Wie ich zu meinem Glück fand


Es war im März 1955. Ich war vierzehneinhalb Jahre und fand auf dem Dachboden unseres Hauses ein Heft: die Lebensbeschreibung von Pierre Chanel, einem Südseemissionar aus dem Orden der Maristen. Chanel war 1954 heiliggesprochen worden. Dieses Heft beschrieb seinen abenteuerlichen Weg, aus dem kleinen französischen Département Ain auf die Insel Futuna, wo er als Märtyrer endete. Man hat ihn erschlagen, weil sich die Mächtigen bedroht fühlten. Ich habe diese Biographie damals verschlungen. Das Heft hatte ich tagsüber unter meiner Matratze versteckt, meine Mutter sollte es nicht sehen. Schließlich habe ich eine Woche lang mit mir gekämpft: War ich wirklich bereit, mein Elternhaus für immer zu verlassen? Würde ich das auch können: Würmer essen und alle möglichen Strapazen auf mich nehmen? Als ich alles durchhatte, ging ich zu meiner Mutter und sagte: „Ich möchte Missionar werden.“ Ich erklärte ihr meine Gründe und bat sie, mir zu helfen, es meinem Vater zu verklickern. Ich wusste: Das war meine Berufung. Ich hatte das große Ziel – und das Glück meines Lebens gefunden.

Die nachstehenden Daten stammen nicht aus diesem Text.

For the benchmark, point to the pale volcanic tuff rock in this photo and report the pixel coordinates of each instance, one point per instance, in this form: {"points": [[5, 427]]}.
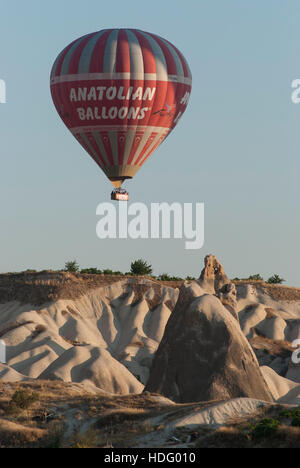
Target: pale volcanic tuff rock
{"points": [[214, 281], [204, 355]]}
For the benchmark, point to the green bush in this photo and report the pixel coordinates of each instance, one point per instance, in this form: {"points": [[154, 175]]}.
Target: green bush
{"points": [[141, 267], [72, 266], [293, 414], [22, 399], [275, 279], [107, 271], [267, 427], [91, 271], [256, 277]]}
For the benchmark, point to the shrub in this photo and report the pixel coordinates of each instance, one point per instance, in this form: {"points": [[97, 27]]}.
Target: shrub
{"points": [[22, 399], [267, 427], [164, 277], [293, 414], [275, 279], [107, 271], [72, 266], [141, 267], [91, 271], [256, 277], [38, 330]]}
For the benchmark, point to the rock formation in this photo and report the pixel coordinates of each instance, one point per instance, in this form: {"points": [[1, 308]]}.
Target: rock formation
{"points": [[203, 354], [214, 281]]}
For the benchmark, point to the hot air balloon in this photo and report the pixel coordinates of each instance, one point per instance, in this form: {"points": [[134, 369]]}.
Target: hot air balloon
{"points": [[120, 92]]}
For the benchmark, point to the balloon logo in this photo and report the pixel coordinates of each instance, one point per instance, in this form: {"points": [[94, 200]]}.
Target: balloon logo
{"points": [[120, 92]]}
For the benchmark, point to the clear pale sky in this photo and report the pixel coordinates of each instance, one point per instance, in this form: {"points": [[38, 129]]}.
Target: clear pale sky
{"points": [[236, 148]]}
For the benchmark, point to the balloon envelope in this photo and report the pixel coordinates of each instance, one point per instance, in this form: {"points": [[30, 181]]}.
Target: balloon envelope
{"points": [[120, 92]]}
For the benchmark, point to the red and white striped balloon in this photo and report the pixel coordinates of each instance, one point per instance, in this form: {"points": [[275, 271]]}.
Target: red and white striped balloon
{"points": [[120, 92]]}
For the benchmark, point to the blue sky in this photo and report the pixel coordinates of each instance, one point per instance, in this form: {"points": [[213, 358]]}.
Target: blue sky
{"points": [[236, 148]]}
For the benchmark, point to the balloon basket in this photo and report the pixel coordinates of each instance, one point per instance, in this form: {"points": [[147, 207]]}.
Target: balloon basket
{"points": [[119, 195]]}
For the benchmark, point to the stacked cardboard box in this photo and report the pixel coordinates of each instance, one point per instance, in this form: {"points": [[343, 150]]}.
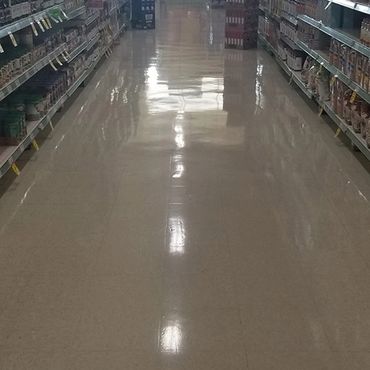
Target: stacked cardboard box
{"points": [[241, 22]]}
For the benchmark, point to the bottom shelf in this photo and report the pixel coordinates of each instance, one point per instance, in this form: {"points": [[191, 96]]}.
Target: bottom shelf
{"points": [[9, 154], [355, 138]]}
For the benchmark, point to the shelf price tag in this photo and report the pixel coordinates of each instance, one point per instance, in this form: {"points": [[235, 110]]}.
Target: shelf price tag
{"points": [[353, 97], [12, 39], [46, 26], [54, 19], [48, 22], [51, 125], [40, 25], [332, 81], [16, 169], [34, 29], [35, 145], [52, 65], [64, 14]]}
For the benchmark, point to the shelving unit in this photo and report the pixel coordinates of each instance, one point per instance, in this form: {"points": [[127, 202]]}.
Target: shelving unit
{"points": [[341, 36], [293, 75], [96, 44], [321, 57], [360, 7]]}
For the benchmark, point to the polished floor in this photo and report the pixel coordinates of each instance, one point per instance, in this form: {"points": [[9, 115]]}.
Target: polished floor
{"points": [[190, 211]]}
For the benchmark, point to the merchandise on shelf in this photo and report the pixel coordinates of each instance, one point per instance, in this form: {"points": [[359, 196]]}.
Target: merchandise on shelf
{"points": [[288, 30], [241, 23], [290, 7], [143, 14], [353, 64], [17, 60], [352, 109], [312, 37]]}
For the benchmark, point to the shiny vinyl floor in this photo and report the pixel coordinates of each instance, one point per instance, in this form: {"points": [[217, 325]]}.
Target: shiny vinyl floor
{"points": [[190, 211]]}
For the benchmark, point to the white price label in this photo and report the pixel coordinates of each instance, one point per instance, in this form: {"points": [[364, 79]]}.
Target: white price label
{"points": [[64, 57], [46, 26], [48, 22], [12, 38], [58, 60], [52, 65], [34, 29], [40, 25], [64, 14]]}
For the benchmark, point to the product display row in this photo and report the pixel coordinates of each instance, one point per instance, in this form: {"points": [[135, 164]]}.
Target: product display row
{"points": [[324, 49], [40, 71], [241, 22]]}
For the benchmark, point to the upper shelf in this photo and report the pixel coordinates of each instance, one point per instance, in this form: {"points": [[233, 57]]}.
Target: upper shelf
{"points": [[289, 18], [322, 60], [344, 38], [21, 23], [363, 8]]}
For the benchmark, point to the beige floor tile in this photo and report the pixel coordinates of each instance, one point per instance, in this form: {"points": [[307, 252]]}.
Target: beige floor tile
{"points": [[201, 330], [189, 211], [310, 360]]}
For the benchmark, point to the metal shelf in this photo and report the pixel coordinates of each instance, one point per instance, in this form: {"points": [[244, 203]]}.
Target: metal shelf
{"points": [[348, 130], [344, 38], [26, 75], [335, 71], [289, 42], [22, 23], [76, 12], [92, 42], [269, 14], [92, 18], [77, 51], [292, 74], [10, 154], [289, 18], [363, 8]]}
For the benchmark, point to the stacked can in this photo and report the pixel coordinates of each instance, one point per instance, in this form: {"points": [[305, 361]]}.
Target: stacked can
{"points": [[241, 23]]}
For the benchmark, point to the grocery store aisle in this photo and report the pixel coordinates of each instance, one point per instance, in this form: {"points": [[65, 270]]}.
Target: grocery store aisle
{"points": [[190, 211]]}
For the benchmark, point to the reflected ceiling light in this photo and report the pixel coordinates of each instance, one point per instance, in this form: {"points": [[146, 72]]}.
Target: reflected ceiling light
{"points": [[179, 171], [180, 142], [171, 338], [177, 235]]}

Ich war dann letztlich körperlich zu schwach für die Mission. Wäre es aber nach mir gegangen, ich wäre heute irgendwo in Asien oder in Afrika, auf einer Missionsstation. Es wäre sicher ein erfülltes und gutes Leben gewesen. Der Herrgott schien mir aber etwas anderes zugedacht zu haben. Ich wurde nach dem Studium von meinem Orden als Hochschullehrer eingesetzt und bin mit meiner Wahl zum Erzabt der Missionsbenediktiner für die ganze Kongregation zuständig geworden. Ich bin damit viel mehr Missionar geworden als ich es mir erträumt hätte, jetzt als Abtprimas des gesamten Benediktinerordens erst recht.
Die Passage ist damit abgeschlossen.